TABLE 1.
Plasmids used in this study
| Plasmid name | Relevant characteristics | Reference(s) or source |
|---|---|---|
| NAH7 | IncP-9, naphthalene degradation, Tn4655 | 54, 65 |
| pDTG1 | IncP-9, naphthalene degradation, intA gene is nearly identical with tnpI of NAH7 | 10 |
| pSTV29 | Cmr, cloning vector, p15Aori | TAKARA BIO |
| pUC18 | Apr, cloning vector, pMB1ori | 64 |
| pUC19 | Apr, cloning vector, pMB1ori | 64 |
| pUC4K | Apr Kmr, pMB1ori, the Kmr cassette is flanked by EcoRI, BamHI, SalI, and PstI sites | 50 |
| pUC-tnpI | Apr, pUC18 derivative carrying the tnpI gene of Tn4655 | This study |
| pMS0411 | Cmr, pSTV29 derivative carrying the 537-bp fragment located upstream of the tnpI gene (see Fig. 4A and B) at the SalI site | This study |
| pMS0412 | Cmr, pMS0411 derivative carrying another copy of the 537-bp fragment at the KpnI site | This study |
| pMS0413a | Cmr Kmr, pMS0412 derivative in which the Kmr determinant at the BamHI site is flanked by two copies of the 537-bp fragment (see Fig. 4C and 5) | This study |
| pMS0431b | Cmr, pSTV29 derivative carrying the 119-bp attI site between the SacI and KpnI sites (see Fig. 4D) | This study |
| pMS0435 | Cmr, pMS0431 derivative carrying another copy of the 119-bp attI site between the SalI and SphI sites | This study |
| pMS0471 | Cmr Kmr, pMS0435 derivative in which the Kmr determinant at the BamHI site is flanked by two copies of the 119-bp attI site (see Fig. 4C and 5) | This study |
| pMS0477 | Cmr Kmr, pMS0471 derivative in which the 119-bp attI site between the SalI and SphI sites was replaced with a similar fragment from pDTG1 | This study |
| R388c | Tpr Sur, IncW, tra+ | 59 |
| R388attKm | Tpr Kmr, tra+, R388 derivative carrying the 119-bp attI site and a Kmr determinant between the EcoRI and SacI sites | This study |
a
Various deletion derivatives were constructed with PCR to investigate the resolution function of the tnpI gene product and attI site.

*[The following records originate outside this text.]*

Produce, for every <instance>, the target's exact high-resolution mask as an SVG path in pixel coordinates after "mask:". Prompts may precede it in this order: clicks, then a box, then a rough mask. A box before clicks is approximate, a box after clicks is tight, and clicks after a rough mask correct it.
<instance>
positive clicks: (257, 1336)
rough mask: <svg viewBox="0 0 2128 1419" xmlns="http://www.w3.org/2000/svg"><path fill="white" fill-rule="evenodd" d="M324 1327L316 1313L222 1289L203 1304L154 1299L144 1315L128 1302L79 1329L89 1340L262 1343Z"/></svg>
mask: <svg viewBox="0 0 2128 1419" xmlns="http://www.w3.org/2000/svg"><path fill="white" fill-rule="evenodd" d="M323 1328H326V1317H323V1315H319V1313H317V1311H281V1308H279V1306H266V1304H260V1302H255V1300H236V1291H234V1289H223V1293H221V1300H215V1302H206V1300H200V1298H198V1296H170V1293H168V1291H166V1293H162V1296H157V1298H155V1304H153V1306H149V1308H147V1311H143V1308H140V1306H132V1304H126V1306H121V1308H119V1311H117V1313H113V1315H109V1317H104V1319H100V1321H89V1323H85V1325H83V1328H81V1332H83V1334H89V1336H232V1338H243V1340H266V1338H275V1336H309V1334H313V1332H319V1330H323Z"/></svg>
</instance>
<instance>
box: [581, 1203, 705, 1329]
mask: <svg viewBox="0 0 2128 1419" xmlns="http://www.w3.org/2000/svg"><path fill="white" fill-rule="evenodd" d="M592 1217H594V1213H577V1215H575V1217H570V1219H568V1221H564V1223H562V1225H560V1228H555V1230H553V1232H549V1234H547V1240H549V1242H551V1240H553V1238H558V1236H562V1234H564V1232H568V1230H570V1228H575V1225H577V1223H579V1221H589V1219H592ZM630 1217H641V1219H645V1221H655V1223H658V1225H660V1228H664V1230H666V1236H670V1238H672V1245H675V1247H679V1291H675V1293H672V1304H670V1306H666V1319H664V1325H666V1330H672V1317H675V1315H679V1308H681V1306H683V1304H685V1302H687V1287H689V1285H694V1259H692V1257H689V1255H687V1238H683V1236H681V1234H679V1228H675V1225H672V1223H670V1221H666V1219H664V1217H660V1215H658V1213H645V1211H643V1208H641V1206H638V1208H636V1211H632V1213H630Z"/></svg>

The names and schematic structures of these derivatives are shown in Fig. 4C.
b
Various deletion derivatives were constructed with PCR to investigate the integration function of the tnpI gene product and attI site. The names and schematic structures of these derivatives are shown in Fig. 4D.
c
Tpr, trimethoprim resistance; Sur, sulfonamide resistance.